Les toutes récentes statistiques officielles indiquent que l'Algérie possède des réserves de change équivalant à 114 milliards de dollars, et que le déficit de la balance commerciale pour l'année 2016 est estimé à 17 milliards de dollars.

Des projections pessimistes sur la situation financière extérieure de l'Algérie

Si on ajoute à ce dernier montant la somme de 15 milliards de dollars qui refléterait les payements effectués à des opérateurs étrangers pour les services de tous types exécutés sur le territoire national, ainsi que pour les transferts liés aux bénéfices et rapatriement de capitaux étrangers dans notre pays, la balance des payements pour 2016 aurait connu un déficit de 32 milliards de dollars, en augmentation de 2 milliards de dollars par rapport à l'année 2015.

Un déficit est par définition une différence négative entre les recettes et les dépenses, ou plus précisément, entre les sommes en devises reçues de l'étranger, d'un côté, et de l'autre, les payements effectués en devise au profit d'opérateurs étrangers. La réduction des réserves de changes indique que ce déficit de la balance des payements a été comblé par une ponction sur ces réserves.

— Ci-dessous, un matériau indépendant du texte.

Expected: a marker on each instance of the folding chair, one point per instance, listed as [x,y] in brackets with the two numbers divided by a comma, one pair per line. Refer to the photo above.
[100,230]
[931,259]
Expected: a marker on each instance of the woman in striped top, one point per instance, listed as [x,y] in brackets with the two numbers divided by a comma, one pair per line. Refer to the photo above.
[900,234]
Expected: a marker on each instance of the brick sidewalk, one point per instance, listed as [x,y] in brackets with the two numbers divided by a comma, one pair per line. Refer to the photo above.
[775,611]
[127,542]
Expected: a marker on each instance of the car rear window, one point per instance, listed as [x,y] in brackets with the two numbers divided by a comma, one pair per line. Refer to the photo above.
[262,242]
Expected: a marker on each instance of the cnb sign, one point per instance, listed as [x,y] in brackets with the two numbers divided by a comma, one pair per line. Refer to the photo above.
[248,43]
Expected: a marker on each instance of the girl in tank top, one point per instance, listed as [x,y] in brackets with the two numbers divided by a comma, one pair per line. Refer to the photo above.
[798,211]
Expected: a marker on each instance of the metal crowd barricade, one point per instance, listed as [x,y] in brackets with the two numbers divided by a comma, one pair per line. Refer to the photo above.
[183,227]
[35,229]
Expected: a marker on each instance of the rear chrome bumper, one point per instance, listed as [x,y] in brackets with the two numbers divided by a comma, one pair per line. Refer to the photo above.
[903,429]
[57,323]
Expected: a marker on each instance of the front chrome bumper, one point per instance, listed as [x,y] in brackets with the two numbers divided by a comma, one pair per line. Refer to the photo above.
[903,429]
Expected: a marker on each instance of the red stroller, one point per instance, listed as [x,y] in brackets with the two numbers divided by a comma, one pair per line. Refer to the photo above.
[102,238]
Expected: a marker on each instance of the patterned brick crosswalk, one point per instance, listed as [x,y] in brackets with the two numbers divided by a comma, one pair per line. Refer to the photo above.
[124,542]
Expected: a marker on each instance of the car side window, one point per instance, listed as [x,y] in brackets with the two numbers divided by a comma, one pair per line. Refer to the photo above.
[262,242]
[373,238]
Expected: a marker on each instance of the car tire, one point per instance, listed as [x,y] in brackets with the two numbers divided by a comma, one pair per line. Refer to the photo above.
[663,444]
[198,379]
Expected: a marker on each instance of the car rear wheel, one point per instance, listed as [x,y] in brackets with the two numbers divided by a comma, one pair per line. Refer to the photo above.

Les projections de recettes d'exportation des hydrocarbures, qui, malgré les multiples promesses et déclarations volontaristes des plus hautes autorités politiques et financières du pays, continuent à représenter plus de 95 pour cent des rentrées de devises, pourraient, au cours des prochaines années, s'établir à un niveau en deçà des dépenses en devises nécessaires non seulement pour les besoins de consommation de la population, mais également pour les besoins en matières premières, produits semi-finis, et équipement de tous types pour les activités de production et d'investissement nationaux.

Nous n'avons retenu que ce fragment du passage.